Britain and its cultural revolution in the 1950s
The 1950s were a turning point for British culture. Beginning with Labour’s defeat by the Conservative Party in 1951 General Election, with their slogan “Set the people free,” a change occurred from state control to increased individual freedom. No more rationing, more commodities. This is when the youth challenged old social and cultural structures and a period of increased affluence and freedom was taking form. After the war, people needed change, people needed a dream to look forward to, a new and vibrant life to live.
One has to look towards the United States to understand this change because the American life had become a sight of inspiration to the British public. American culture was emerging from the media; Hollywood movies, commercial television, glossy magazines and consumer goods were everywhere. There was no better time for Britain to want this than the post-war austerity mindset that the country was living in. Even though the British establishment defined the American capitalist system as a threat to the old cultural stability, it was the new era emerging: a worldwide economic boom, massive productions and consumptions.

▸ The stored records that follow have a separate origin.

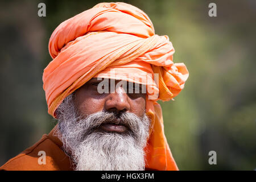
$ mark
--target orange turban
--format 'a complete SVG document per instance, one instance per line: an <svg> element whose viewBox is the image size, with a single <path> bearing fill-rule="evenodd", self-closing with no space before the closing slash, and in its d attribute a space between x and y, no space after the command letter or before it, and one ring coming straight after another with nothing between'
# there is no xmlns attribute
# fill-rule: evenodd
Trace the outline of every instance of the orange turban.
<svg viewBox="0 0 256 182"><path fill-rule="evenodd" d="M155 35L152 22L140 9L122 3L101 3L61 23L52 33L49 52L53 60L44 69L43 88L48 113L93 77L134 81L127 73L158 73L147 94L146 111L151 119L145 148L146 168L177 170L164 133L162 109L156 101L168 101L183 89L188 72L174 64L174 49L167 36ZM110 71L114 70L114 75ZM146 85L145 79L138 82Z"/></svg>

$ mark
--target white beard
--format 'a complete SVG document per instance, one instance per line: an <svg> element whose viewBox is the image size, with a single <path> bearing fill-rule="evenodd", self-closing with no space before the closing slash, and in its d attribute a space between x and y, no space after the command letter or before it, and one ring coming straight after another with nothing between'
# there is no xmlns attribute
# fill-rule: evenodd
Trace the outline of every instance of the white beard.
<svg viewBox="0 0 256 182"><path fill-rule="evenodd" d="M113 117L105 112L79 115L72 96L67 97L57 110L59 131L63 149L75 164L75 170L144 170L143 150L150 121L146 114L140 118L133 113L122 115L129 123L127 133L95 131L93 129Z"/></svg>

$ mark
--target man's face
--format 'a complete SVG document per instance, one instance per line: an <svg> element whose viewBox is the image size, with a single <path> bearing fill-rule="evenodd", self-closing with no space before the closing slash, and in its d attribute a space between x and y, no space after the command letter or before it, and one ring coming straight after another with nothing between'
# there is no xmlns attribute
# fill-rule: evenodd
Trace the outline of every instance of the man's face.
<svg viewBox="0 0 256 182"><path fill-rule="evenodd" d="M144 169L150 126L146 94L131 89L127 93L119 81L114 82L115 92L100 94L101 81L93 78L56 111L56 135L71 154L76 170Z"/></svg>
<svg viewBox="0 0 256 182"><path fill-rule="evenodd" d="M113 80L109 80L109 84L106 86L110 87L110 81ZM114 92L108 92L109 93L100 94L98 92L97 87L101 81L102 81L98 80L97 78L92 78L76 91L74 101L80 114L86 116L98 111L112 111L116 113L126 112L134 113L141 118L143 117L146 106L146 94L142 93L142 92L135 93L135 84L133 84L133 90L126 92L122 85L118 86L117 85L117 86L120 80L114 80ZM131 85L130 84L127 83L127 86ZM141 88L142 85L139 85L139 86ZM113 125L101 126L101 129L107 131L116 132L123 132L127 129L123 126Z"/></svg>

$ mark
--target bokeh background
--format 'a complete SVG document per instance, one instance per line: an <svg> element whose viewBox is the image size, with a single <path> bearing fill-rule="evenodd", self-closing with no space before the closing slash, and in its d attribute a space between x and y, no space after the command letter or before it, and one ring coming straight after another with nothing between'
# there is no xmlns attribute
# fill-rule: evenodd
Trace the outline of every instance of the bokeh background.
<svg viewBox="0 0 256 182"><path fill-rule="evenodd" d="M108 2L109 1L104 1ZM42 77L48 42L63 21L101 1L0 2L0 166L53 127ZM256 1L123 1L167 35L189 77L174 101L161 102L165 132L181 170L256 168ZM46 17L38 5L46 5ZM208 5L217 5L217 17ZM217 152L209 165L208 153Z"/></svg>

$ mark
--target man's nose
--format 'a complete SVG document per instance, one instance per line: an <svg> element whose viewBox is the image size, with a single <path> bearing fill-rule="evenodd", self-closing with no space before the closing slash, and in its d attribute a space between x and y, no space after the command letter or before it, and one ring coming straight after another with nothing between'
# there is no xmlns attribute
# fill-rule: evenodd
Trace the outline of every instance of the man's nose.
<svg viewBox="0 0 256 182"><path fill-rule="evenodd" d="M106 111L126 111L130 108L129 97L121 86L115 88L115 92L109 93L106 97L105 103Z"/></svg>

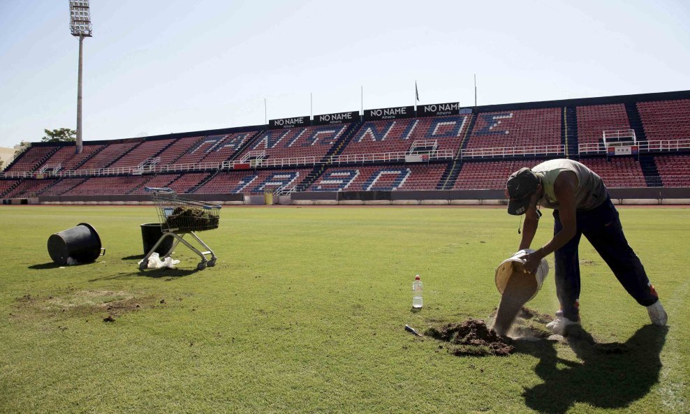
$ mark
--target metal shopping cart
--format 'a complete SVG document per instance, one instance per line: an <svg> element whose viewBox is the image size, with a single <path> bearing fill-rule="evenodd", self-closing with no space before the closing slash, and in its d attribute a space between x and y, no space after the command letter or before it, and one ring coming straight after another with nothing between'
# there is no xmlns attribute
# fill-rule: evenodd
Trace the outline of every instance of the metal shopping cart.
<svg viewBox="0 0 690 414"><path fill-rule="evenodd" d="M156 251L166 237L173 237L175 242L161 259L169 257L172 251L182 242L199 255L201 262L196 265L199 270L203 270L207 266L212 267L216 265L216 255L211 248L206 245L195 232L205 231L218 228L219 221L219 213L221 206L209 204L195 200L187 200L177 196L177 193L170 188L157 188L145 187L146 191L151 193L151 199L156 205L158 217L161 223L161 231L163 235L156 244L149 251L139 265L139 269L147 268L149 257ZM186 235L191 235L204 249L200 251L189 242L183 239ZM207 255L210 259L207 259Z"/></svg>

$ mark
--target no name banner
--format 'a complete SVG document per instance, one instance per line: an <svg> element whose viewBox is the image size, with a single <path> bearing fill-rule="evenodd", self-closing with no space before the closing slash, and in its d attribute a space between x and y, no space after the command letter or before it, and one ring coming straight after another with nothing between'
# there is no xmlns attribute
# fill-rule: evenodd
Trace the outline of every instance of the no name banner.
<svg viewBox="0 0 690 414"><path fill-rule="evenodd" d="M417 116L441 117L443 115L457 115L460 113L460 103L450 102L448 103L432 103L431 105L418 105Z"/></svg>
<svg viewBox="0 0 690 414"><path fill-rule="evenodd" d="M338 112L337 114L324 114L314 115L314 125L333 125L335 124L347 124L360 120L360 112Z"/></svg>
<svg viewBox="0 0 690 414"><path fill-rule="evenodd" d="M309 119L308 116L268 120L269 129L281 129L283 128L294 128L295 126L311 126L311 119Z"/></svg>
<svg viewBox="0 0 690 414"><path fill-rule="evenodd" d="M381 109L367 109L364 111L365 121L377 121L379 119L398 119L401 118L414 118L413 106L399 106L396 108L384 108Z"/></svg>

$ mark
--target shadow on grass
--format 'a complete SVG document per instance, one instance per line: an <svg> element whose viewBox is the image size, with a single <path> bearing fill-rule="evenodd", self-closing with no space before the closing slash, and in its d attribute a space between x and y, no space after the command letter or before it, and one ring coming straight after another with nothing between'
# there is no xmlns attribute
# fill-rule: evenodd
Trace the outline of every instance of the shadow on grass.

After the war, the rate of unemployment was at a very low stage and people had enough money to invest. They were looking for a brighter future in order to leave behind the atrocities of war. America was offering what the people not only wanted but also needed it. With more money, more goods, and people expected to have these goods such as televisions, refrigerators, music system and cars. While these were seen as luxury goods before the war, after they became a necessity, and because of the mass production, these were available to the public for a far more appealing cost. As an example of the developed spending power and the mass production of goods, car ownership rose by 250% between 1950 and 1960.
Now imagine the retail departments. Style and design were going through the “contemporary” era and fashion was developing as fast as other industries. While before the fifties the clothes and accessories were used just as simple clothes, after the war these were seen as statements of uniqueness, of originality, of freedom of expression. These were the times when women and men had the opportunity to express themselves leading the way to the liberties of the sixties.